Today, I will continue on my experiments on Collatz sequences. Here is the setup: I have the following function \[ f(n) = \begin{cases} 1 & \text{ if } n=1\\ f(n/2) & \text{ if $n$ is even }\\ 3n+1 & \text{ otherwise} \end{cases} \] I am primarily interested in the behaviour of the recursive sequence \(a_{n+1} = f(a_n)\) for different initial values \(a_0\). The conjecture is that this sequence stabilizes at 1 for every initial value \(a_0\). One of the numbers I am interested in is the length of the recursive sequence before it hits 1. \[ len(a) = \min\{n\|\ a_n = 1 \text{ when } a_0 = a \} \] Now, I would like to add another function to the mix. Let me define a new function \[ \ell(n) = \begin{cases} \ell(n/2) & \text{ if $n$ is even }\\ 1+\lfloor \log_2(n) \rfloor & \text{ if $n$ is odd}\\ \end{cases} \] Notice that the fact that our recursive sequence stabilizes at 1 is equivalent to the fact that \(\ell(a_n)\) is eventually 1.
Today, I would like to look at the distribution of \(len(a)/\ell(a)\).
First, I will need the base function.
(defun f(n)
(cond ((equal n 1) 1)
((evenp n) (f (/ n 2)))
(t (1+ (* 3 n)))))
Now, the \(\ell\) function
(defun ell (n)
(cond ((equal n 1) 1)
((evenp n) (ell (/ n 2)))
(t (1+ (floor (log n 2))))))
And finally an iterator implemented with a rudimentary memoization
(defparameter iter-table (make-hash-table :test 'equal))
(defun iter-lookup (n)
(gethash n iter-table))
(defun iter-push (n val)
(setf (gethash n iter-table) val))
(defun iter (n)
(if (equal n 1)
1
(or (iter-lookup n)
(iter-push n (1+ (iter (f n)))))))
Let me display the results between 1 and \(2^{22} = 4194304\). I used the following helper code to generate the sequence:
(with-open-file (results "collatz4.csv"
:direction :output
:if-exists :supersede
:if-does-not-exist :create)
(loop for i from 1 to (expt 2 22) do
(format results "~A ~A~%" i (/ (len i) (ell i) 1.0))))

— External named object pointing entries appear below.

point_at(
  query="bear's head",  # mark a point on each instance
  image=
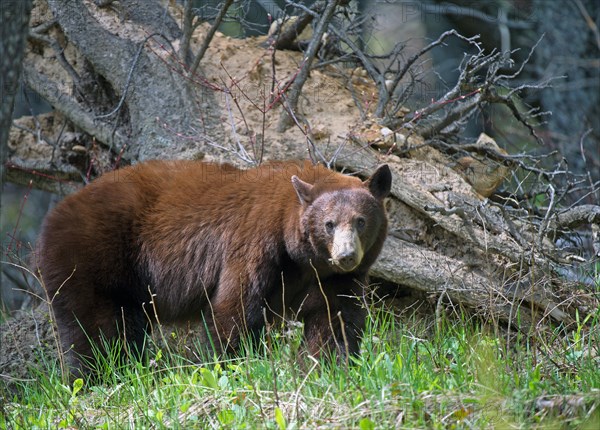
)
(344, 218)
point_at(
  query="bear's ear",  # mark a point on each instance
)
(303, 189)
(380, 183)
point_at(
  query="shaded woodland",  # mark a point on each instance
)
(486, 213)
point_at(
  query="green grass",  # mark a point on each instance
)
(458, 374)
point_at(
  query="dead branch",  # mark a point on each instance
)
(209, 35)
(294, 93)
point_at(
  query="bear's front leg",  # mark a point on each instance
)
(334, 317)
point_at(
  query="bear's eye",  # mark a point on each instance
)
(329, 225)
(360, 223)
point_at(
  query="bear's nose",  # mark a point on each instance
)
(347, 259)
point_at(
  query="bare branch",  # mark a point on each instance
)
(209, 36)
(296, 89)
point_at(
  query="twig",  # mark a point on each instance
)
(188, 29)
(209, 36)
(296, 89)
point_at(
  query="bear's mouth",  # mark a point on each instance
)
(344, 266)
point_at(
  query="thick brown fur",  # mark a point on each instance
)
(216, 243)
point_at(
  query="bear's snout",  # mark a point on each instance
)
(346, 252)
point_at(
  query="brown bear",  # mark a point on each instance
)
(186, 240)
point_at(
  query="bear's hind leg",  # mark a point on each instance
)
(105, 333)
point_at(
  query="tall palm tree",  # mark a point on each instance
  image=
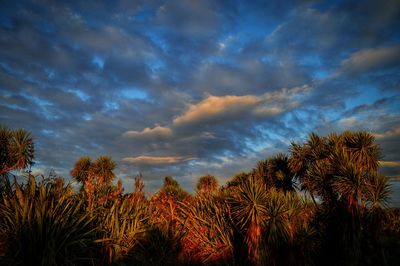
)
(103, 168)
(206, 185)
(249, 213)
(16, 151)
(82, 169)
(280, 173)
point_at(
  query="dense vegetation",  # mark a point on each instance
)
(322, 204)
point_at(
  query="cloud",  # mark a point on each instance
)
(370, 59)
(394, 132)
(220, 108)
(156, 160)
(153, 133)
(389, 163)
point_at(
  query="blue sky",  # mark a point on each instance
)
(187, 88)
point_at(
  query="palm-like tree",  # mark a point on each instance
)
(82, 169)
(17, 149)
(206, 185)
(275, 172)
(249, 213)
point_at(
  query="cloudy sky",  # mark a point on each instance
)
(187, 88)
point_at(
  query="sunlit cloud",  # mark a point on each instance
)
(373, 58)
(156, 160)
(395, 132)
(232, 107)
(156, 132)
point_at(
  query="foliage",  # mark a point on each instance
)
(43, 226)
(207, 185)
(16, 149)
(257, 218)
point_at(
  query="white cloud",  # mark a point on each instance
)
(230, 106)
(154, 160)
(156, 132)
(390, 133)
(368, 59)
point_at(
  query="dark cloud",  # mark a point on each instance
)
(186, 88)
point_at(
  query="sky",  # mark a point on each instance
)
(189, 88)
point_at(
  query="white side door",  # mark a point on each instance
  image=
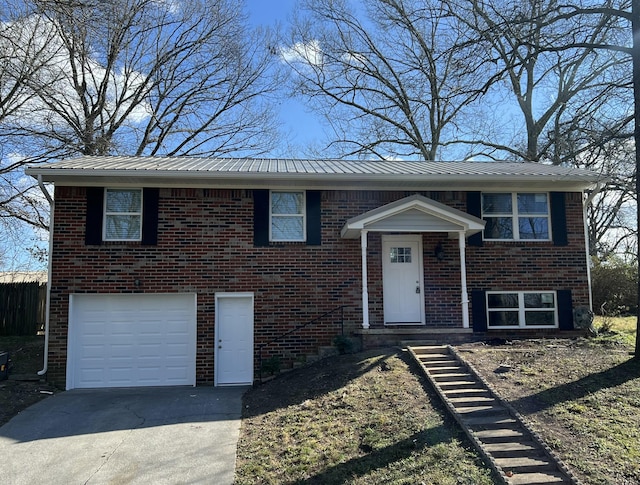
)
(403, 284)
(131, 340)
(234, 339)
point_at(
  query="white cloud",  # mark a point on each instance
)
(307, 53)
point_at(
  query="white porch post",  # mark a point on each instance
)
(463, 278)
(365, 291)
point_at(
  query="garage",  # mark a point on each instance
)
(118, 340)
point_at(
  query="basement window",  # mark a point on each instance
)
(522, 309)
(122, 215)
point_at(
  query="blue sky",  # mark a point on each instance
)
(301, 126)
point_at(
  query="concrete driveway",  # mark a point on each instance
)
(125, 436)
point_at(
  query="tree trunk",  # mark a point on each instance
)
(635, 28)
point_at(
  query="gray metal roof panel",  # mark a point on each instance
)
(344, 173)
(291, 166)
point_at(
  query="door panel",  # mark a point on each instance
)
(131, 340)
(234, 339)
(402, 280)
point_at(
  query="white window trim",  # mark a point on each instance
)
(303, 215)
(515, 215)
(105, 213)
(521, 310)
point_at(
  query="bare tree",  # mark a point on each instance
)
(558, 81)
(128, 77)
(389, 76)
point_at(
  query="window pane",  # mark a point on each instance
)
(498, 228)
(502, 300)
(287, 228)
(123, 227)
(539, 318)
(533, 227)
(532, 204)
(496, 204)
(286, 202)
(502, 319)
(400, 255)
(539, 300)
(121, 200)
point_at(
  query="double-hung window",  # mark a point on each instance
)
(516, 216)
(522, 309)
(122, 215)
(287, 216)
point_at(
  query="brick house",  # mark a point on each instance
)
(183, 271)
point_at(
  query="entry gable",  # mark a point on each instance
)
(415, 213)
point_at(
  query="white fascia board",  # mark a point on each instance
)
(467, 223)
(248, 180)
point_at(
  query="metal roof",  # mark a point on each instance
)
(256, 172)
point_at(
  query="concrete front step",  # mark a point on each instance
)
(491, 421)
(513, 449)
(439, 362)
(475, 411)
(473, 401)
(462, 384)
(499, 434)
(440, 370)
(430, 349)
(477, 392)
(453, 376)
(548, 478)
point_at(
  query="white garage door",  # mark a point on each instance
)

I passed the resulting file through gnuplot and got the following graph:
which is not very comprehensible. So, here is the first 30000 terms
and the last 30000 terms
I just realized I haven’t coded in Julia in a while. So, here is an implementation of the code above in julia.
function f(n)
if n == 1 then
return 1
elseif mod(n,2) == 0 then
return f(n/2)
else
return 3*n+1
end
end
function iter(n)
if n == 1 then
return 1
else
return 1+iter(f(n))
end
end
function ell(n)
if n == 1 then
return 1
elseif mod(n,2) == 0 then
return ell(n/2)
else
return 1+floor(log(n)/log(2))
end
end
A = [(i,iter(i)/ell(i)) for i in 1:4194304]

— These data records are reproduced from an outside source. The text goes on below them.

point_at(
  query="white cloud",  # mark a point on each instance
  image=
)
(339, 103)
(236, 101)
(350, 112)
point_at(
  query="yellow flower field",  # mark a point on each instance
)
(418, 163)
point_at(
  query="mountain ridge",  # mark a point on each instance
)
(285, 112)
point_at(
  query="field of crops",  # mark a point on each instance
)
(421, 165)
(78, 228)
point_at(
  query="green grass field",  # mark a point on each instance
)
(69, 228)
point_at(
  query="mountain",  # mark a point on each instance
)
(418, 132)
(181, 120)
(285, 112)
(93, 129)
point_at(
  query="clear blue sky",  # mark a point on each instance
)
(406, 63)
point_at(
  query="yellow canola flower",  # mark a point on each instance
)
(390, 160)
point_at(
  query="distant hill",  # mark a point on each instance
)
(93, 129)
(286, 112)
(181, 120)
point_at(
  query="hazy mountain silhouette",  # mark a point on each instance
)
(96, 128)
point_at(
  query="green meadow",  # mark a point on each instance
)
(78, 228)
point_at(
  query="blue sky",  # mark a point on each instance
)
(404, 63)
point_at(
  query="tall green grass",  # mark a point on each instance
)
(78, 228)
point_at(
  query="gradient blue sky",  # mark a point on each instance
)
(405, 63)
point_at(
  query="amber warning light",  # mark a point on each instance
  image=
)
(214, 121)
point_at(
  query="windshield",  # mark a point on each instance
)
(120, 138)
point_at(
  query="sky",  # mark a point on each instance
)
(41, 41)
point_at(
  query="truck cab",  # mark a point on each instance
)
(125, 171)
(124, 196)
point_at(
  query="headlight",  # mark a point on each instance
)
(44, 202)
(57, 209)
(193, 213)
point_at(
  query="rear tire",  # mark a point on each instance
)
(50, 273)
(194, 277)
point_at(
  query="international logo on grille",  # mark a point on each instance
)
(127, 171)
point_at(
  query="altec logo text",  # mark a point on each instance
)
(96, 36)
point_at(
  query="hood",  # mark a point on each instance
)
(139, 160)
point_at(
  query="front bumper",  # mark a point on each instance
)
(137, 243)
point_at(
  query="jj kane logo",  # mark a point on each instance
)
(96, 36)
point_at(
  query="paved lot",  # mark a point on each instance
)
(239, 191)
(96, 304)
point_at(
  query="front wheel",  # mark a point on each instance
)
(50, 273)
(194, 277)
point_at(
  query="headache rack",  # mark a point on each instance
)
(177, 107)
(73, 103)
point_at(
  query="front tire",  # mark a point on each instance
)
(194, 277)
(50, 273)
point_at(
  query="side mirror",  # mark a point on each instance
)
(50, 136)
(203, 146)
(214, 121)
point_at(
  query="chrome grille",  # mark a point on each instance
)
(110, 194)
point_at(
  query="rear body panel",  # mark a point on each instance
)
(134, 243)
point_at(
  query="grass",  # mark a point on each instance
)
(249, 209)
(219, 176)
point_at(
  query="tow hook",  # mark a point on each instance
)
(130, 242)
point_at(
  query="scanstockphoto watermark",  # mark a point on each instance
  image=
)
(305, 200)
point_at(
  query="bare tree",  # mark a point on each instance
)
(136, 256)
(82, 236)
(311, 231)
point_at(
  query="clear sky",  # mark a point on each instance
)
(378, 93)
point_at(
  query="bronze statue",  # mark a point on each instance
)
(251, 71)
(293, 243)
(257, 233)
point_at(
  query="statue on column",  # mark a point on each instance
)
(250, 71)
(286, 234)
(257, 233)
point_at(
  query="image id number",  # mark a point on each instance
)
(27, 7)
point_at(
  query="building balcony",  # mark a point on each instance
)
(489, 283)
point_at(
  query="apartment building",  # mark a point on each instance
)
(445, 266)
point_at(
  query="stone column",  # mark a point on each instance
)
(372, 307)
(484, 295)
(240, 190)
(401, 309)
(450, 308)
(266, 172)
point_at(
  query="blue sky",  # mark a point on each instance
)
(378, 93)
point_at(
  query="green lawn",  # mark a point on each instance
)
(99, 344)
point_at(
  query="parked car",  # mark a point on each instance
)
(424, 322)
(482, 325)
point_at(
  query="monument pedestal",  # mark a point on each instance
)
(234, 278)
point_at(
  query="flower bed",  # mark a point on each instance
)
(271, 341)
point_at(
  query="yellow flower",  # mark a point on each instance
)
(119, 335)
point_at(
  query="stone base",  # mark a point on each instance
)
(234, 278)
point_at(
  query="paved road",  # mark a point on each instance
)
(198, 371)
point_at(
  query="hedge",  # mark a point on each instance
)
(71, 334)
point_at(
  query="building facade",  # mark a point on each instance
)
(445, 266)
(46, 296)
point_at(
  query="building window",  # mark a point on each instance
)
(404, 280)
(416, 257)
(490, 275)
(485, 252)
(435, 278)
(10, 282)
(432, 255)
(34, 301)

The julia code above took about 60 seconds to run on my dinky laptop with its Intel® Core™ i5-2430M CPU and 4Gb of RAM. The lisp code on sbcl took about 23 seconds on the same machine :) Ok, I am cheating of course since the lisp code cuts down the computation time using a basic memoization trick. But still, sbcl has been pleasantly surprising me with its superior performance in numerical calculations.